Now that it has been established that 42 U.S.C. § 291c (e) (1970) and 42 C.F.R. § 53.111 (b) (1972) secure for persons unable to pay individual, albeit limited, rights to free or below cost hospital services, it is not difficult to show that the defendants in this case should be allowed to interpose a defense based on those statutory and regulatory provisions in this action by the hospital for payment of its bill. The other Hill-Burton Act cases did involve requests for declaratory and injunctive relief, but it would be absurd to limit the holdings of those cases to the idea that only those types of relief are permissible, when those cases do not do so. As in Gomez v. Florida State Employment Service, supra, which discussed money damages and other forms of relief, the most appropriate form of relief should be applied in this case.
A special defense would be the most effective and appropriate form of relief. The Hill-Burton Act beneficiary, by means of a defense in a collection suit, will be able to assert his rights in the context of a dispute which then and there affects his economic interests. He should not be requested to use the more cumbersome procedure of. a class action *553seeking declaratory and injunctive relief before he asserts his legal rights.

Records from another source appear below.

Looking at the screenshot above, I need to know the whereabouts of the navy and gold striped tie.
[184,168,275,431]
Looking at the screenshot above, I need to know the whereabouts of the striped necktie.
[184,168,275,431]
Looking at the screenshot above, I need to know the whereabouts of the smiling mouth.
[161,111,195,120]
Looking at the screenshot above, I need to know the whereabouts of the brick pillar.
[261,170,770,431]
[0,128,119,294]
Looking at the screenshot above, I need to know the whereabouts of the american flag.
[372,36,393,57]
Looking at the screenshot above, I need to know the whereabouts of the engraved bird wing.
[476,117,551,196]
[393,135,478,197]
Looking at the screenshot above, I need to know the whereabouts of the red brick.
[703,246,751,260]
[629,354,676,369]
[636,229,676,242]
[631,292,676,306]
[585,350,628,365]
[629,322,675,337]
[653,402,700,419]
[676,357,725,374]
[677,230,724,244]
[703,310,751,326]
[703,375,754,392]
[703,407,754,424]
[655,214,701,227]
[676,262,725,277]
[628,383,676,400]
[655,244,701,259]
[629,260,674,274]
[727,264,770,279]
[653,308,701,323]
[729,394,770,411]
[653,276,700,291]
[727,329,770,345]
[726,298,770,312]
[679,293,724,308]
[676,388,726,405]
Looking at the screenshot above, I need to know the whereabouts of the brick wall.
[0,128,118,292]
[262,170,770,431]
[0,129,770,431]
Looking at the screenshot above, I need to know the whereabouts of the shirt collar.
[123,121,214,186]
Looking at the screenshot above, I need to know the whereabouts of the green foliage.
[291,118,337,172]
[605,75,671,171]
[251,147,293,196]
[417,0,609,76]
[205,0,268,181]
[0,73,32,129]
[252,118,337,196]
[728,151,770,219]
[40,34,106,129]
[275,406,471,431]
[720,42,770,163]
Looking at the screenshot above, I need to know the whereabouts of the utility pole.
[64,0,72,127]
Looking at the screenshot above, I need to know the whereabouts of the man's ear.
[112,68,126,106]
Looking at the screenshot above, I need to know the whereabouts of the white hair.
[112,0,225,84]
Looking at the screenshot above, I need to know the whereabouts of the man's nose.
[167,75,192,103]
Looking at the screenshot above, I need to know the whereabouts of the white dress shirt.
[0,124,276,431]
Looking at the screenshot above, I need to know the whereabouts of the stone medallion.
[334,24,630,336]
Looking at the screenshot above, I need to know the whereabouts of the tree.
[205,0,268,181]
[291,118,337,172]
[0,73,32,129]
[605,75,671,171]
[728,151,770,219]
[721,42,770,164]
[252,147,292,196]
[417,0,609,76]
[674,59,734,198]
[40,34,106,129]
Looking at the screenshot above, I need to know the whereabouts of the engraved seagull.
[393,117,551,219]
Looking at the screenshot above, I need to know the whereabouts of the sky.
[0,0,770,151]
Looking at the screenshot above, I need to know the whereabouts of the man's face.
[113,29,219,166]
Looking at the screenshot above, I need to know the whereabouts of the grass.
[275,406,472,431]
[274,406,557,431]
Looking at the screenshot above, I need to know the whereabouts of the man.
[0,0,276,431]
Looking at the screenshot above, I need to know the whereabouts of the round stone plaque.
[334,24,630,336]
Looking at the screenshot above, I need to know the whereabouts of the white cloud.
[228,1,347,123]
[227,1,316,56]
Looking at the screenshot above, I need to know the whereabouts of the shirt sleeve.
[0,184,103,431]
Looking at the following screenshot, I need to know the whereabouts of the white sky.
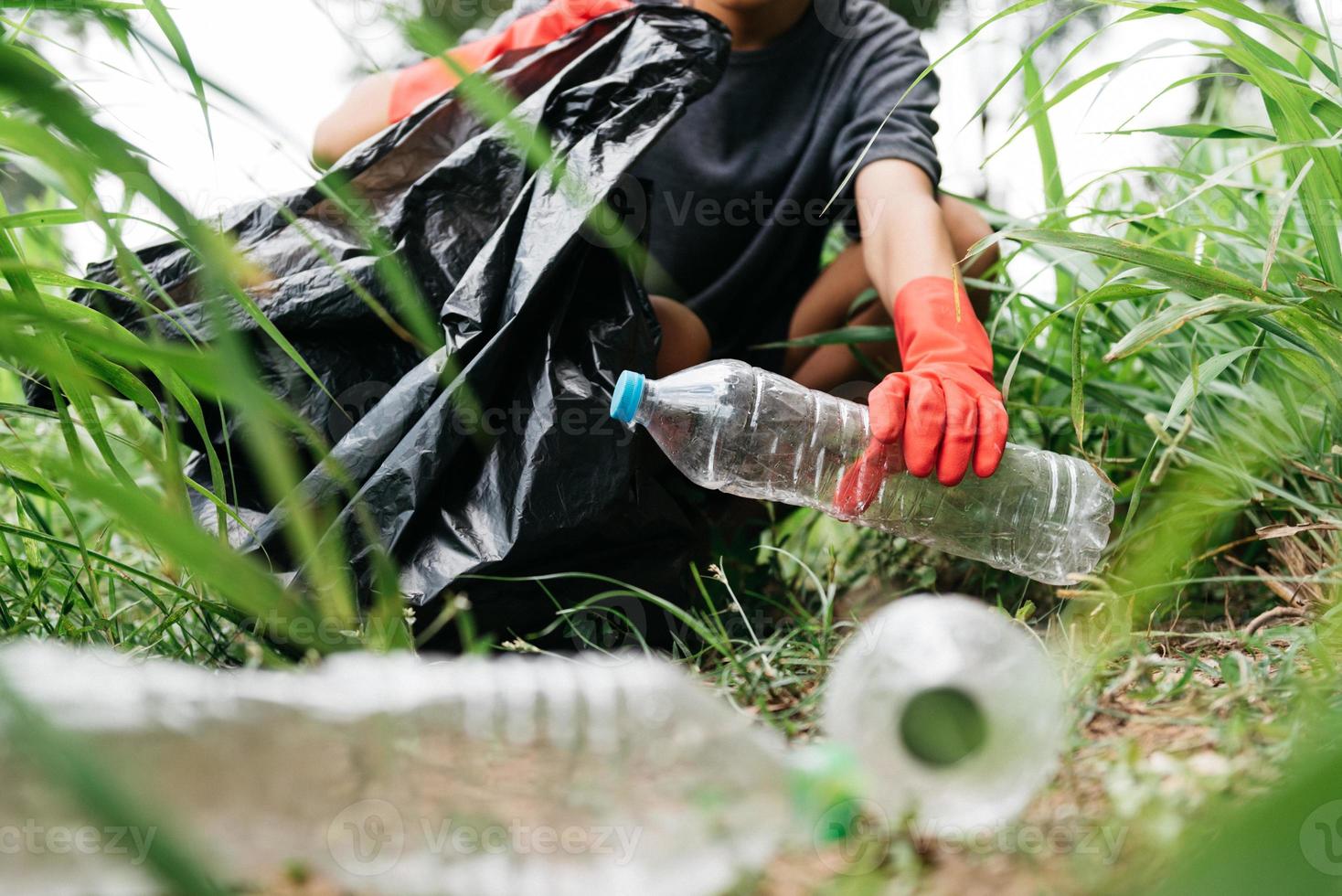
[44,0,1218,261]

It is true that such a defense is novel, but “[a]n action or defense, although one of first impression, may be maintained if, under any recognized principle of law, the facts involved constitute a violation of a legal right.” 1 C.J.S., Actions, § 16.

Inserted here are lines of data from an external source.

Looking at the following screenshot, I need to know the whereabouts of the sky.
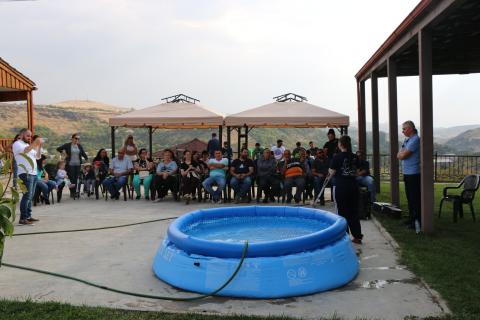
[0,0,480,127]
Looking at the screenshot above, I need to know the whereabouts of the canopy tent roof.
[225,100,350,128]
[108,101,223,129]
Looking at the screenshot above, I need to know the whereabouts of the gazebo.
[0,58,37,151]
[108,94,223,154]
[225,93,350,153]
[355,0,480,232]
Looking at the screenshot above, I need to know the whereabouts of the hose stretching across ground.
[2,217,248,301]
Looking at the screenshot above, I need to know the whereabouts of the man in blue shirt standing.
[397,120,422,233]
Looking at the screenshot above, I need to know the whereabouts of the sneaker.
[352,238,362,244]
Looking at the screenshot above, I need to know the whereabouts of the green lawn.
[376,184,480,319]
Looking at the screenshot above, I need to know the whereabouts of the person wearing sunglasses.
[57,133,88,198]
[397,120,421,233]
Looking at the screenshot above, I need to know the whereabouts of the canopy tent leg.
[227,127,232,161]
[218,126,223,148]
[110,127,115,159]
[148,126,153,158]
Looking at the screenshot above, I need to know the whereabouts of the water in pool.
[182,216,328,243]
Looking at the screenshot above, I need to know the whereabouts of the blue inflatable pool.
[153,206,359,298]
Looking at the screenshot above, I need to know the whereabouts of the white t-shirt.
[271,146,285,160]
[12,140,37,175]
[110,156,133,173]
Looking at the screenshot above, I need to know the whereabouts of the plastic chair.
[438,174,480,222]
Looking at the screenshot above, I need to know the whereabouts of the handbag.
[138,171,150,179]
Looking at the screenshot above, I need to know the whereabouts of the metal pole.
[418,29,434,233]
[148,126,153,159]
[387,58,400,206]
[110,127,115,158]
[357,81,367,154]
[218,126,223,150]
[370,73,380,193]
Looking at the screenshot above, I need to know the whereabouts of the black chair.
[438,174,480,222]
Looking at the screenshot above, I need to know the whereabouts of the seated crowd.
[15,130,375,209]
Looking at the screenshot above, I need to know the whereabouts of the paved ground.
[0,192,446,319]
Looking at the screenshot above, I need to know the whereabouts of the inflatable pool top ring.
[153,206,359,298]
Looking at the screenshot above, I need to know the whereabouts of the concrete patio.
[0,196,448,319]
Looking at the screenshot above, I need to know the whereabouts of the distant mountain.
[0,100,480,155]
[445,128,480,154]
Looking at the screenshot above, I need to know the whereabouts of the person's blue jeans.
[18,173,37,220]
[230,177,252,198]
[357,176,377,203]
[103,176,127,198]
[37,179,57,199]
[202,176,225,201]
[12,159,18,189]
[313,176,325,202]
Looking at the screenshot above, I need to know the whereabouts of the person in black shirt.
[357,150,376,203]
[329,136,363,244]
[323,129,339,160]
[180,150,201,204]
[207,132,222,158]
[312,149,328,206]
[222,141,233,160]
[308,141,318,157]
[133,148,155,200]
[230,148,254,203]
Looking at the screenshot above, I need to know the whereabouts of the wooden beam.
[357,81,367,154]
[0,91,29,102]
[356,0,463,81]
[387,57,400,206]
[418,29,434,233]
[370,73,380,192]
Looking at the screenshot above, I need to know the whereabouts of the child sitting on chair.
[83,163,96,197]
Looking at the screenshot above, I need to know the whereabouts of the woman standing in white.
[12,129,42,225]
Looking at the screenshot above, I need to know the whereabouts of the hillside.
[445,128,480,154]
[0,100,480,155]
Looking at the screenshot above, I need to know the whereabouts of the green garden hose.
[12,217,178,237]
[2,241,248,301]
[2,217,248,301]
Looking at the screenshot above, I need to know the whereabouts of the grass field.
[378,184,480,319]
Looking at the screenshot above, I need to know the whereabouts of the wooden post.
[27,91,35,134]
[418,29,434,233]
[387,57,400,206]
[148,126,153,159]
[110,127,115,159]
[237,127,242,157]
[370,73,380,192]
[357,81,367,153]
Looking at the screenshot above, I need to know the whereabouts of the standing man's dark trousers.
[403,174,422,228]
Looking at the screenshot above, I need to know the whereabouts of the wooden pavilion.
[0,58,37,151]
[355,0,480,232]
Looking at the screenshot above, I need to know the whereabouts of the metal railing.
[367,153,480,182]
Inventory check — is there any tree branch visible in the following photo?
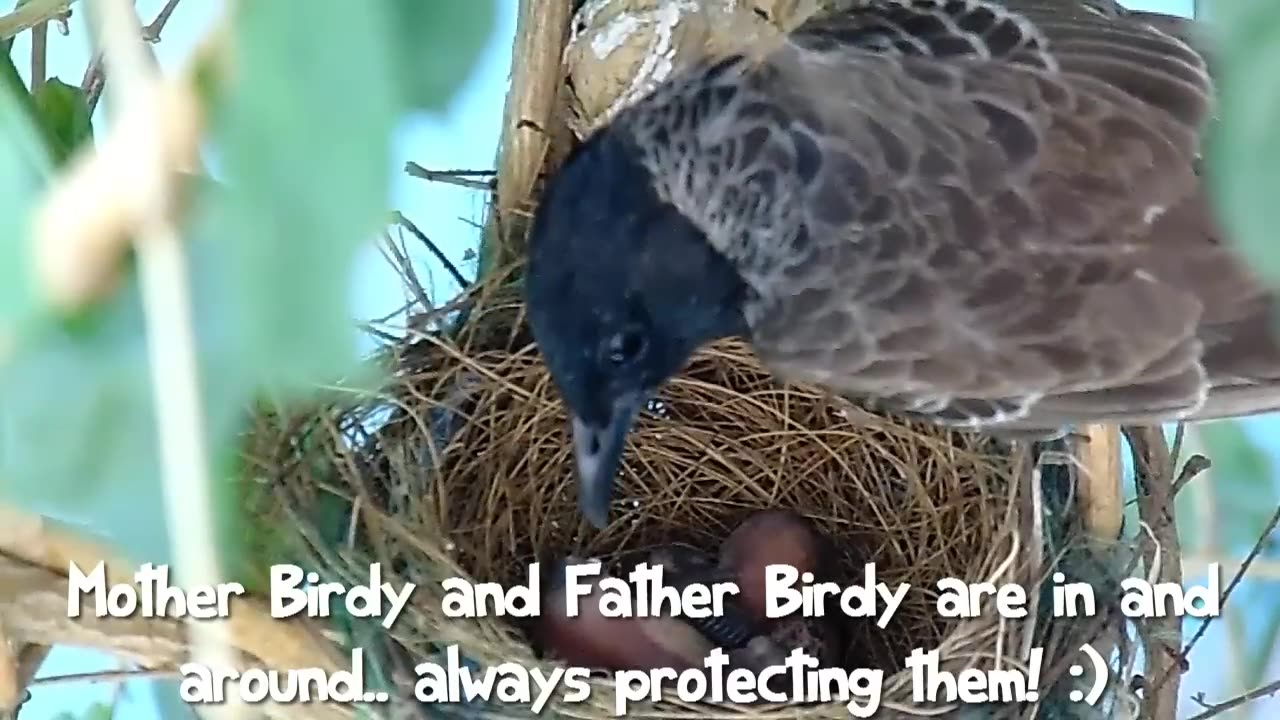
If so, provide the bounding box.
[0,0,76,41]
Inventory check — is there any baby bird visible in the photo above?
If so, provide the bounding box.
[649,544,756,652]
[719,510,827,623]
[525,0,1280,527]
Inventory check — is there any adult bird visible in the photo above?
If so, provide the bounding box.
[526,0,1280,527]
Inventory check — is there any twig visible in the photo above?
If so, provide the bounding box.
[90,0,246,717]
[81,53,106,117]
[81,0,182,117]
[392,210,471,290]
[31,667,182,687]
[0,619,15,717]
[1169,423,1189,466]
[1124,427,1184,719]
[0,0,76,41]
[404,160,498,192]
[1181,507,1280,676]
[31,22,49,95]
[142,0,182,42]
[1189,680,1280,720]
[1171,455,1213,497]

To disallow the special defense interposed by the defendants in this case would permit a subversion of the legislative pattern of the Hill-Burton Act. The holdings of Cook, Organized Migrants in Community Action, Inc., and Euresti, which implied a cause of action under the Hill-Burton Act for “persons unable to pay” for hospital services, should be extended to allow a defense based on the act to those persons in actions by funded hospitals and other facilities for services rendered.
For the reasons stated above, the plaintiff’s demurrer to the defendants’ second special defense should have been overruled. I concur, however, with the majority opinion with respect to its conclusions on the waiver of the defect in the summary judgment, the motion to expunge, and the motion to erase.

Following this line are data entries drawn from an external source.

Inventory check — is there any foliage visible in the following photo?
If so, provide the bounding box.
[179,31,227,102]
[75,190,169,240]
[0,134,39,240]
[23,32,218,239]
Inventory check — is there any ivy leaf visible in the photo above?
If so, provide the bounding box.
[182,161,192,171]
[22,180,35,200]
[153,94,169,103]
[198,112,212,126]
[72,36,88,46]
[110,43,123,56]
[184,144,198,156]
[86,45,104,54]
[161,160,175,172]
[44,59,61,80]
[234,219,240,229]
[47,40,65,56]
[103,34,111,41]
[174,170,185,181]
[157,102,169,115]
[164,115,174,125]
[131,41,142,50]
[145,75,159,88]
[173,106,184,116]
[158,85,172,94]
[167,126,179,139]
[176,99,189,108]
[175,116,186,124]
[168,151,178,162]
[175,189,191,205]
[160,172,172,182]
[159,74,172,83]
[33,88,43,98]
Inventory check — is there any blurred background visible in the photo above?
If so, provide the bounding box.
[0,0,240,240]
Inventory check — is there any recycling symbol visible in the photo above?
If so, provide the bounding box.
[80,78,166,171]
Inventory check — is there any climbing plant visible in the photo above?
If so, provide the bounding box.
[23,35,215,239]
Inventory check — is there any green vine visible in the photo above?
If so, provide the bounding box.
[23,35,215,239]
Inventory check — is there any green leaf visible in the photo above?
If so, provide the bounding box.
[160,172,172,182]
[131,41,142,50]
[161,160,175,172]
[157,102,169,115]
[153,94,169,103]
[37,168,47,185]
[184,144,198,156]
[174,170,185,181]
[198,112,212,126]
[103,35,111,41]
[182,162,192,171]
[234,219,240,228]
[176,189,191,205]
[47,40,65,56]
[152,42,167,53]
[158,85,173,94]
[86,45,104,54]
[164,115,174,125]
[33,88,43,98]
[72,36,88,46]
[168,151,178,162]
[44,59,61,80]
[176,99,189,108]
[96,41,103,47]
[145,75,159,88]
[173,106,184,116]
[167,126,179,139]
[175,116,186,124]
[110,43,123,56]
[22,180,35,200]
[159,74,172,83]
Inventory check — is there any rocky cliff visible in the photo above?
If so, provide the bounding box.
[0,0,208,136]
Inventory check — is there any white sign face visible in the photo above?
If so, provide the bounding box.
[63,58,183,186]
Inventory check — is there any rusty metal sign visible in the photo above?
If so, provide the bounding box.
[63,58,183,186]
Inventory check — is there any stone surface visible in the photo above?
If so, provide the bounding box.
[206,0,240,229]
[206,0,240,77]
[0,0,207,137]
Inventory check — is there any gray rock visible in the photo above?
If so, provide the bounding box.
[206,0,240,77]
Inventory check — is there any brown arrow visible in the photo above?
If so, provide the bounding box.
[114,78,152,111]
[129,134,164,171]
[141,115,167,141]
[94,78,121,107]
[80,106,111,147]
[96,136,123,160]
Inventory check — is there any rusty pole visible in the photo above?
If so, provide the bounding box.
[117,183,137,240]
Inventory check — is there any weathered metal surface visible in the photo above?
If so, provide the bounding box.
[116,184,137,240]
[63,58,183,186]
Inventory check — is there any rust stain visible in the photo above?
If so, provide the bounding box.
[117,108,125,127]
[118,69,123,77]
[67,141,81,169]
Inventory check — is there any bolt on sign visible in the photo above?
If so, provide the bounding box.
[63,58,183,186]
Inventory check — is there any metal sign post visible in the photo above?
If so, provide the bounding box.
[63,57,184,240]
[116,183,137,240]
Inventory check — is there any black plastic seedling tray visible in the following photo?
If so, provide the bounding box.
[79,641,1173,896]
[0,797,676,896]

“[60 Stat. 1040; 42 U.S.C. § 291c (1970)] general regulations. The Surgeon General, with the approval of the Federal Hospital Council and the Secretary of Health, Education, and Welfare, shall by general regulations prescribe— (e) that the State plan shall provide for adequate hospitals, and other facilities for which aid under this part is available, for all persons residing in the State, and adequate hospitals (and such other facilities) to furnish needed services for persons unable to pay therefor. Such regulations may also require that before approval of an application for a project is recommended by a State agency to the Surgeon General for approval under this part, assurance shall be received by the State from the applicant that . . . (2) there will be made available in the facility or portion thereof to be constructed;' or modernized a reasonable volume of services to persons unable to pay therefor, but an exception shall be made if such a requirement is not feasible from a financial viewpoint(Italics supplied.)